When she replied in the negative, he begged her pardon, and said he had been extremely anxious to authenticate a traditionary story he had picked up in his journey through Canada, some of the events of which had been located at this place. He had hoped to find some record of it in Charlevoix's History, but he had searched in vain. Mrs. Sackville became in her turn the inquirer. She said she delighted in those traditionary tales, which, with the aid of a little fancy, reconstructed ruins, and enclosed within their walls living beings with affections and interests like our own; and she should hold herself very much obliged to the gentleman if he would enrich her with some interesting associations with this place. The stranger seemed highly gratified to have found so ready a sympathy in his feelings, and he related the following particulars.
“A commandant of this fort (which was built by the French to protect their traders against the savages,) married a young Iroquois who was before or after the marriage converted to the Catholic faith. She was the daughter of a chieftain of her tribe, and great efforts were made by her people to induce her to return to them. Her brother lurked in this neighbourhood, and procured interviews with her, and attempted to win her back by all the motives of national pride and family affection; but all in vain. The young Garanga, or, to call her by her baptismal name, Marguerite, was bound by a threefold cord—her love to her husband, to her son, and to her religion. Mecumeh, finding persuasion ineffectual, had recourse to stratagem. The commandant was in the habit of going down the river often on fishing excursions, and when he returned, he would fire his signal gun, and Marguerite and her boy would hasten to the shore to greet him.

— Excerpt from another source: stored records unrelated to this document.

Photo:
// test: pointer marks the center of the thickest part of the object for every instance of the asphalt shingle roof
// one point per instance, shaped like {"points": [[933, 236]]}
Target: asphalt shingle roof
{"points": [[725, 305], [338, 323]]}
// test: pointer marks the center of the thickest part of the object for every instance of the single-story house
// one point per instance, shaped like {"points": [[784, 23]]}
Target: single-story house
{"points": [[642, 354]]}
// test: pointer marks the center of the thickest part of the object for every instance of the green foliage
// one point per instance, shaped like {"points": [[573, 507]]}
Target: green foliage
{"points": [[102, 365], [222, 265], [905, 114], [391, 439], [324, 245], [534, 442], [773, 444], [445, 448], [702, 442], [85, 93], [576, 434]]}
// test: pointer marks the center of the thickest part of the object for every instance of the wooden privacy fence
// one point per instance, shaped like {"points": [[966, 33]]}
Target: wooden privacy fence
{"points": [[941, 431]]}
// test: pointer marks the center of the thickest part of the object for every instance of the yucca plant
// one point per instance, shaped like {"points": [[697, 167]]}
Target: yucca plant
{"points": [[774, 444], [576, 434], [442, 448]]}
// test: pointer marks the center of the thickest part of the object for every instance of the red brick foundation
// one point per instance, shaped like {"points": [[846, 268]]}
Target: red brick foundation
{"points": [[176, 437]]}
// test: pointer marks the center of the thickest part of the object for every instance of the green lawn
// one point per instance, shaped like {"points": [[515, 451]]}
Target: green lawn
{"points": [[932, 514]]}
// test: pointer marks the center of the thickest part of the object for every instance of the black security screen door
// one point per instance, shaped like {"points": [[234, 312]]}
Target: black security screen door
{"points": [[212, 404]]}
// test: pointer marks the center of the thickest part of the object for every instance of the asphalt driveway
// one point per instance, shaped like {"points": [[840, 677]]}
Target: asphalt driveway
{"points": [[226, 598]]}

“On one occasion he had been gone longer than usual. Marguerite was filled with apprehensions natural enough at a time when imminent dangers and hairbreadth escapes were of every day occurrence. She had sat in the tower and watched for the returning canoe till the last beam of day had faded from the waters;—the deepening shadows of twilight played tricks with her imagination. Once she was startled by the water-fowl, which, as it skimmed along the surface of the water, imaged to her fancy the light canoe impelled by her husband's vigorous arm—again she heard the leap of the heavy muskalongi, and the splashing waters sounded to her fancy like the first dash of the oar. That passed away, and disappointment and tears followed. Her boy was beside her; the young Louis, who, though scarcely twelve years old, already had his imagination filled with daring deeds. Born and bred in a fort, he was an adept in the use of the bow and the musket; courage seemed to be his instinct, and danger his element, and battles and wounds were ‘household words’ with him. He laughed at his mother's fears; but, in spite of his boyish ridicule, they strengthened, till apprehension seemed reality. Suddenly the sound of the signal gun broke on the stillness of the night. Both mother and son sprang on their feet with a cry of joy, and were pressing hand in hand towards the outer gate, when a sentinel stopped them to remind Marguerite it was her husband's order that no one should venture without the walls after sunset. She, however, insisted on passing, and telling the soldier that she would answer to the commandant for his breach of orders—she passed the outer barrier. Young Louis held up his bow and arrow before the sentinel, saying gaily, “I am my mother's body-guard you know.” Tradition has preserved these trifling circumstances, as the events that followed rendered them memorable.